Tesla China
A laborer fixes a street lamp near a Tesla Motors showroom in Shanghai, April 22, 2014. Local media reports are citing disgruntled laid-off Tesla sales staff as saying almost half of the inventory of Model S cars languished unsold last year. Reuters

Tesla Motors Inc. is pinning high hopes on the rapidly growing population of wealthy Chinese consumers to boost global sales. But a little more than a year after entering the world’s largest auto market, the Fremont, California, automaker is facing sluggish Chinese demand for its Model S electric car, and now reports out of China are putting some numbers behind the company’s lackluster takeoff.

Citing some of the estimated 200 Tesla employees that are being laid off as part of the company’s effort to change the way it’s selling and marketing cars there, Chinese media report that nearly half of the 4,800 Model S sedans shipped to China last year are languishing unsold.

Though Tesla has not confirmed these reports, and did not respond to a Monday call for comment, CEO Elon Musk has admitted the Model S isn't selling as well as expected. The company is reportedly laying off about a third of its 600 employees in China, mostly members of its sales and marketing team.

“Musk is coming on too strong, and he will not compromise on the Chinese market,” one departing Chinese Tesla sales executive told Chinese-language website DoNews. “He’s too impatient. Managers must meet his expectations and standards or leave. Tesla’s management division in the Chinese market has had insufficient clarity and unity. ... The Chinese management’s right to speak is almost zero.”

About 2,300 of the unsold cars are reportedly stored at the Port of Tianjin and at a dealership lot in Shanghai. Others are parked at a facility owned by the largest Mercedes-Benz dealer in Beijing, according to CarNewsChina.com.

During his fourth-quarter conference call with analysts last month, Musk said his company didn’t “execute people well on China last year,” and that the sales team was misinforming potential customers of the difficulties in charging the electric car in the country.

“This sounds kind of brain dead, but our sales team was telling people that it was difficult to charge in China,” he said during the Feb. 11 call. “Even though this is not true, like that is pretty silly.”

Though the number of Model S cars sent to China is small, Tesla’s performance is being measured by how well it increases demand for them, not just how many it sells in a given month. Tesla delivered an average of 208 cars a month in China last year, but in January that number was widely reported to have dropped to 120. (Tesla doesn’t report monthly sales like other automakers.)

Telsa says it won't to be profitable under generally accepted accounting principles until after 2020, when it hopes to be selling 500,000 of its cars (the Model S, Model X crossover and a sub-$35,000 Model 3) annually, up from about 32,500 Model S sedans last year.
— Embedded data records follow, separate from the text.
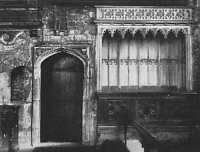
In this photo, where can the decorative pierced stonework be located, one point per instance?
(137, 14)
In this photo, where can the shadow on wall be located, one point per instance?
(113, 146)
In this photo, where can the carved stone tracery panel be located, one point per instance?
(144, 14)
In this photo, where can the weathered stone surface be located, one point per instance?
(4, 88)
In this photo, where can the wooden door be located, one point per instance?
(61, 95)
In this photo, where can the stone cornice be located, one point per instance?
(144, 14)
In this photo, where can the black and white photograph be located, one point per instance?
(99, 75)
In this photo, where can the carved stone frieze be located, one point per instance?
(15, 49)
(63, 24)
(144, 14)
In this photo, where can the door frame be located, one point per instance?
(88, 126)
(48, 65)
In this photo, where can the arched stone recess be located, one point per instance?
(21, 93)
(162, 30)
(88, 115)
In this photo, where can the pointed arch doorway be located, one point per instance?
(61, 98)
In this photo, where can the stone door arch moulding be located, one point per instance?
(80, 54)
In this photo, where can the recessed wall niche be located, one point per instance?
(20, 84)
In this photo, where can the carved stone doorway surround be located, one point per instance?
(41, 54)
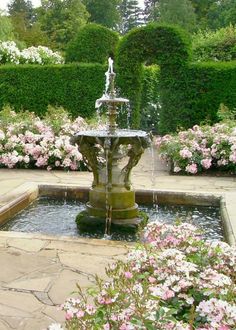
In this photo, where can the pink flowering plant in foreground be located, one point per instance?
(201, 148)
(26, 141)
(172, 281)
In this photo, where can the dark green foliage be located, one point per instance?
(219, 45)
(150, 102)
(31, 87)
(186, 94)
(164, 45)
(131, 15)
(93, 43)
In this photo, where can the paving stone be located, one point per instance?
(3, 241)
(43, 298)
(89, 249)
(9, 323)
(55, 313)
(66, 284)
(29, 245)
(9, 311)
(86, 264)
(31, 284)
(22, 303)
(17, 264)
(35, 323)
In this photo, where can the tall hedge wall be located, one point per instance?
(189, 93)
(92, 44)
(34, 87)
(164, 45)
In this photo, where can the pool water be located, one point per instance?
(55, 216)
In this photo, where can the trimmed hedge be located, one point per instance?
(34, 87)
(164, 45)
(188, 93)
(92, 44)
(150, 99)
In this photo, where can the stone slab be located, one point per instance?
(29, 245)
(31, 284)
(66, 284)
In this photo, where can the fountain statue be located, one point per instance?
(111, 154)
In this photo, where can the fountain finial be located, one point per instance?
(109, 97)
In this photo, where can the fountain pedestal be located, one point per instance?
(111, 157)
(111, 197)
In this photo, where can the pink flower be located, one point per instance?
(185, 153)
(151, 279)
(168, 294)
(206, 163)
(191, 168)
(69, 315)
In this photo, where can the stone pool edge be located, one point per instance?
(23, 195)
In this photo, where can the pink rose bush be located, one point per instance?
(201, 148)
(172, 280)
(26, 141)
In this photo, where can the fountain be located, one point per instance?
(111, 197)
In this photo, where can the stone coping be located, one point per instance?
(23, 195)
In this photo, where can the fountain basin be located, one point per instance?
(144, 197)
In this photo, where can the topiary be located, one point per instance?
(93, 43)
(165, 45)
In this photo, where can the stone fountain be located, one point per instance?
(111, 154)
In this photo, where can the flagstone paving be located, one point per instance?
(39, 271)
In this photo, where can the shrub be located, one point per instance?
(174, 281)
(201, 148)
(92, 44)
(150, 101)
(164, 45)
(34, 87)
(10, 54)
(26, 141)
(219, 45)
(189, 93)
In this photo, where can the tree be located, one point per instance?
(6, 28)
(104, 12)
(221, 14)
(130, 13)
(61, 20)
(180, 12)
(22, 8)
(202, 9)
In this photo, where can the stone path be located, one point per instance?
(39, 272)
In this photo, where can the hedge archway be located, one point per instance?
(165, 45)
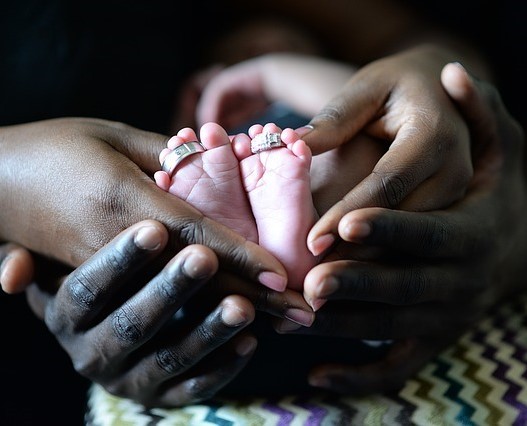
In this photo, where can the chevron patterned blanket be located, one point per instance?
(481, 380)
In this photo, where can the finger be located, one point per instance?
(437, 234)
(342, 117)
(482, 106)
(214, 373)
(172, 360)
(89, 290)
(288, 304)
(393, 283)
(404, 359)
(410, 163)
(379, 321)
(16, 268)
(142, 149)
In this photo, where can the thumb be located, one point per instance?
(344, 115)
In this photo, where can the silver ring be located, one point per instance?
(265, 142)
(178, 154)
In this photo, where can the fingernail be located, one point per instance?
(356, 231)
(233, 316)
(148, 238)
(246, 346)
(300, 317)
(286, 326)
(273, 281)
(195, 266)
(321, 244)
(304, 130)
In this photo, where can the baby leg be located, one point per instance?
(210, 181)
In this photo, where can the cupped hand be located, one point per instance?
(70, 185)
(439, 271)
(398, 101)
(133, 321)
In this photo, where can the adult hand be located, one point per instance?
(427, 160)
(241, 92)
(70, 185)
(135, 323)
(442, 270)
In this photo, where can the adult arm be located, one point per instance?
(441, 270)
(153, 328)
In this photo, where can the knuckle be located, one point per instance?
(393, 188)
(330, 114)
(435, 236)
(191, 230)
(83, 288)
(412, 287)
(88, 362)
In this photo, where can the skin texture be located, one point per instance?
(458, 261)
(124, 195)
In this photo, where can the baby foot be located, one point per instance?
(210, 181)
(277, 182)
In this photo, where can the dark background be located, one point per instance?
(38, 384)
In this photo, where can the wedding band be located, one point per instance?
(265, 142)
(179, 153)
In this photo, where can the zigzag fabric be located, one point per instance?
(481, 380)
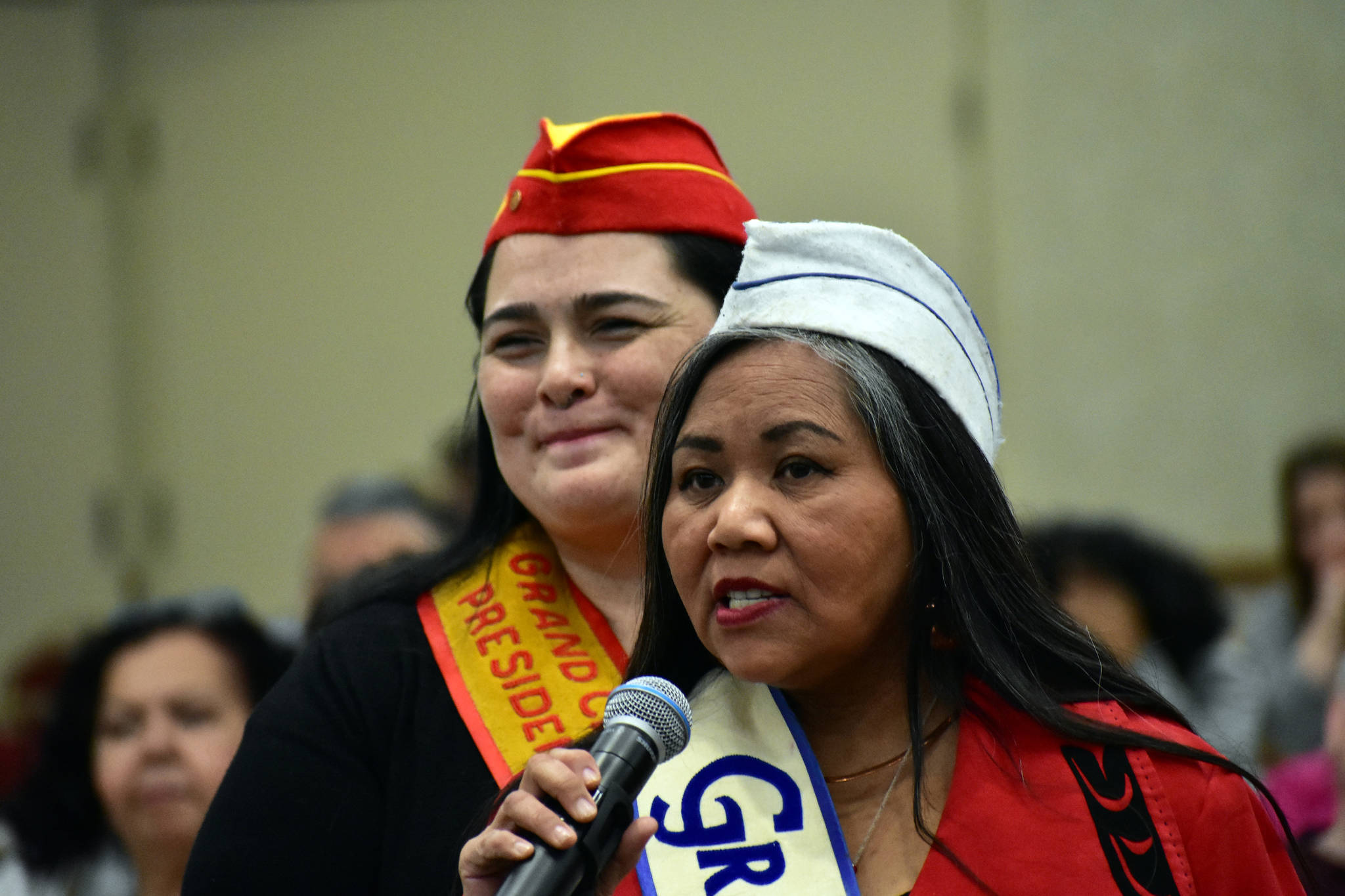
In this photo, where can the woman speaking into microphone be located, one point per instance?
(885, 700)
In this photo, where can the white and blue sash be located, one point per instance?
(743, 809)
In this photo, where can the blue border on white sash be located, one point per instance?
(642, 868)
(821, 793)
(820, 789)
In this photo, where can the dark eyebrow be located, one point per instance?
(584, 304)
(703, 442)
(517, 312)
(590, 303)
(783, 430)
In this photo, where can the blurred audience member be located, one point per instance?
(146, 723)
(1162, 616)
(370, 521)
(32, 692)
(1310, 788)
(1298, 631)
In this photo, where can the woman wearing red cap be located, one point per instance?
(607, 261)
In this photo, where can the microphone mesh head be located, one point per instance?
(657, 703)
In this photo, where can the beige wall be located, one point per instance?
(1169, 221)
(55, 360)
(1149, 217)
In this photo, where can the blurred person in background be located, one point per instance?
(32, 694)
(368, 521)
(147, 719)
(1298, 630)
(1161, 616)
(1310, 794)
(607, 261)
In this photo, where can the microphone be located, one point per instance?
(648, 720)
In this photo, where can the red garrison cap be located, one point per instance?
(654, 172)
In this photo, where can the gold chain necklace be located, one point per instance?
(900, 759)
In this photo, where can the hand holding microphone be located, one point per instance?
(567, 830)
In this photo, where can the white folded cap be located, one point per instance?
(873, 286)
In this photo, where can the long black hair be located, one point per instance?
(705, 263)
(55, 813)
(969, 565)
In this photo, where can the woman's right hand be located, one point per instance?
(568, 777)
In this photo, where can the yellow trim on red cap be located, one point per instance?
(562, 178)
(562, 135)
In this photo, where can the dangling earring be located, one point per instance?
(939, 640)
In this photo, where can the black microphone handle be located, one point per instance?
(626, 757)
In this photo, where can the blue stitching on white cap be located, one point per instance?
(751, 284)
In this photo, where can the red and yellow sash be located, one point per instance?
(526, 657)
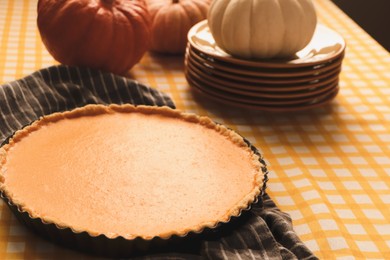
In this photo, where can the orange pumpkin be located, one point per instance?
(110, 35)
(171, 21)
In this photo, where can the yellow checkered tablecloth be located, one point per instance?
(329, 167)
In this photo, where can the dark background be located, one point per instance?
(372, 15)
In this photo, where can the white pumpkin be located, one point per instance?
(255, 29)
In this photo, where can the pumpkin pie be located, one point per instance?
(129, 171)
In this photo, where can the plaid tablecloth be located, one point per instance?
(329, 167)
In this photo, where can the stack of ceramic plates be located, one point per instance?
(307, 80)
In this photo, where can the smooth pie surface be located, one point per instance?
(129, 174)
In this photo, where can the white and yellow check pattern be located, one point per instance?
(329, 167)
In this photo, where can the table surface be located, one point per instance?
(329, 167)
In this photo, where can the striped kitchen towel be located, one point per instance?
(264, 232)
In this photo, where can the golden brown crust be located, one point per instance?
(91, 110)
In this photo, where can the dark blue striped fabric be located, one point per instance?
(264, 232)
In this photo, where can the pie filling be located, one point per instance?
(129, 171)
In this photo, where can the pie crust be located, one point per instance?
(129, 171)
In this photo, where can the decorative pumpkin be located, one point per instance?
(171, 21)
(111, 35)
(262, 29)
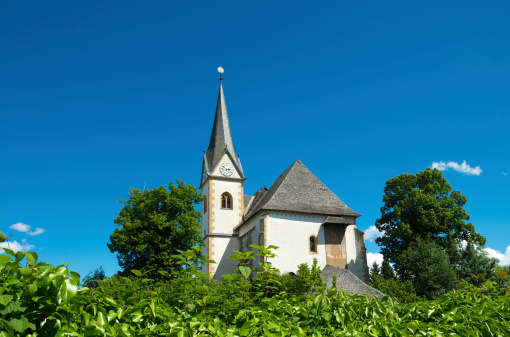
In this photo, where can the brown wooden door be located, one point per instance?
(336, 253)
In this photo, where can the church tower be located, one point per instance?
(222, 185)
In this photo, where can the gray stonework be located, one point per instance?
(347, 282)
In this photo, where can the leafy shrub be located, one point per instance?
(37, 299)
(400, 291)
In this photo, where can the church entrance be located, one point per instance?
(336, 252)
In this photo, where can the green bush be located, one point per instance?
(37, 299)
(400, 291)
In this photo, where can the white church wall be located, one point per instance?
(354, 263)
(250, 234)
(205, 216)
(224, 220)
(205, 251)
(291, 233)
(223, 248)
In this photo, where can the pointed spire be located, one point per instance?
(221, 137)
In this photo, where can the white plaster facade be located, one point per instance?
(271, 219)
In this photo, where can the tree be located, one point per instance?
(155, 224)
(375, 270)
(471, 263)
(422, 206)
(427, 266)
(401, 291)
(386, 271)
(91, 280)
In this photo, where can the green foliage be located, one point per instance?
(308, 280)
(375, 270)
(503, 278)
(92, 279)
(422, 206)
(37, 299)
(471, 263)
(428, 267)
(400, 291)
(154, 225)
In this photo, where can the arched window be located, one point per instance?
(226, 201)
(313, 244)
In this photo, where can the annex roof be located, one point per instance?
(299, 190)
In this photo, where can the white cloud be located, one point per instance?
(372, 233)
(371, 258)
(36, 232)
(21, 227)
(504, 259)
(463, 168)
(16, 246)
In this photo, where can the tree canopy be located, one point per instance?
(423, 206)
(155, 224)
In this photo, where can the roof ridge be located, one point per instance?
(298, 189)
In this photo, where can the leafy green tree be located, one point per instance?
(422, 206)
(427, 266)
(401, 291)
(308, 279)
(93, 278)
(375, 270)
(154, 225)
(386, 271)
(471, 263)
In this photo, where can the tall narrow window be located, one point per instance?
(226, 201)
(313, 244)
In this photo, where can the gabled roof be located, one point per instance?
(299, 190)
(221, 139)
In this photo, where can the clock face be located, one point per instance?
(226, 169)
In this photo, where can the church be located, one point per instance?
(298, 214)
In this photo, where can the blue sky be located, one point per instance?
(97, 97)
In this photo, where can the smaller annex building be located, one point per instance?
(298, 214)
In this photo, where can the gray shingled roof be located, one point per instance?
(347, 281)
(299, 190)
(221, 138)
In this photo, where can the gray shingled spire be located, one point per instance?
(221, 139)
(299, 190)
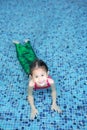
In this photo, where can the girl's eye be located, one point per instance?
(36, 76)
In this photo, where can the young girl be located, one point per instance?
(38, 74)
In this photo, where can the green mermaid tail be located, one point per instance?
(25, 55)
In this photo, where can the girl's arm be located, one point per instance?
(34, 111)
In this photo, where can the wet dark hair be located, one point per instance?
(38, 63)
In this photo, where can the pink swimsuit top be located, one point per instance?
(37, 87)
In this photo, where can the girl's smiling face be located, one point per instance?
(39, 76)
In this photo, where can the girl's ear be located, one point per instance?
(48, 72)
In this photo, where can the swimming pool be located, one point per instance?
(58, 33)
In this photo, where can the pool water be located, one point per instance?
(58, 33)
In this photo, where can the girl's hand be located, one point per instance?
(56, 108)
(34, 113)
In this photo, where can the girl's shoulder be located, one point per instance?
(50, 80)
(31, 83)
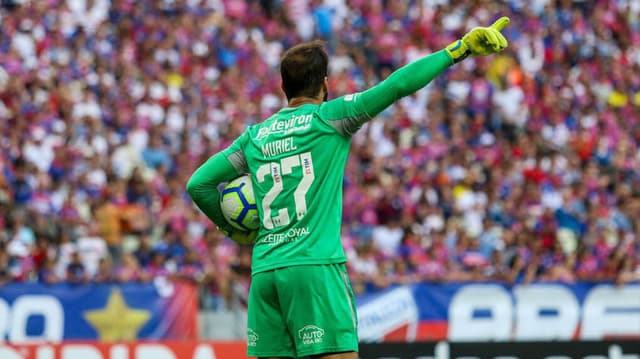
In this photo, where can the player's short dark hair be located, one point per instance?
(303, 69)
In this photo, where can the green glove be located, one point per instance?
(480, 41)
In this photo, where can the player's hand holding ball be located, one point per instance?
(239, 208)
(480, 41)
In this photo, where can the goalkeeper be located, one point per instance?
(300, 301)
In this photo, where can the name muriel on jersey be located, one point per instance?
(277, 147)
(285, 127)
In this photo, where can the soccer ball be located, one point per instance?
(239, 205)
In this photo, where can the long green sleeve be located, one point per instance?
(404, 81)
(203, 186)
(348, 113)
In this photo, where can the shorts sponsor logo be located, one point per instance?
(310, 334)
(252, 338)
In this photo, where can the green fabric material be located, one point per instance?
(405, 81)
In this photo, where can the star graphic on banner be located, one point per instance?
(116, 321)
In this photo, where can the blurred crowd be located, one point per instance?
(519, 167)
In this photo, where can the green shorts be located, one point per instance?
(300, 311)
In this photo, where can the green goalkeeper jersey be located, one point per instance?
(296, 161)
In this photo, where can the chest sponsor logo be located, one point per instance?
(285, 127)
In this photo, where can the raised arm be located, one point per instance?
(349, 112)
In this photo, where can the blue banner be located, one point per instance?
(118, 312)
(495, 311)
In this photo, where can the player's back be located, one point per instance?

One anonymous Tesla source told the online news service Guancha.cn earlier this month the pent-up inventory is largely due to cancellations of pre-orders for the Model S, whose starting price in China is about 648,000 yuan, or about $103,000. The policy asked for two deposits: one for about $2,400 and a second for nearly $40,000. The second deposit was difficult to collect, says another unnamed source, according to Chinese language site zhev.com.cn. Tesla increased the first deposit to about $8,000 in an effort to dissuade cancellations.

Tesla has been simultaneously expanding its sales and marketing efforts in China while building out the infrastructure for its rapid-charge stations, known as Superchargers. The chargers offer free energy to Tesla Model S owners that can charge 80 percent of the battery in 20 minutes.

Musk says low initial demand for the car in China has more to do with convincing buyers that they can plug their cars in when needed. The company currently lists 60 Supercharger stations in China right now, including six in or near Hong Kong. These exclude the rapidly growing number of standard plug-in outlets cropping up in China.

China has been pushing increased electric vehicle use in its smog-choked cities through incentive programs to boost sales. But it also would prefer its citizens buy domestically produced electric cars, like the BYD e6, instead of buying imports, like the Model S. Because Tesla’s cars aren’t manufactured in China, the company pays a hefty import duty, which makes the cars more expensive than in the U.S. and Europe.

China's wealthy luxury car buyers also prefer much roomier back seats, since so many of them use drivers. Tesla’s Model S doesn’t have the legroom of comparable fuel-burning luxury cars. Some luxury cars are made specifically to appease wealthy Chinese consumers’ expectations of roomier sedans. For example, the Chinese versions of the Mercedes-Benz C-Class, the Cadillac ATS and the Volvo S60 (all domestically manufactured in China) are longer versions of their counterparts in other parts of the world.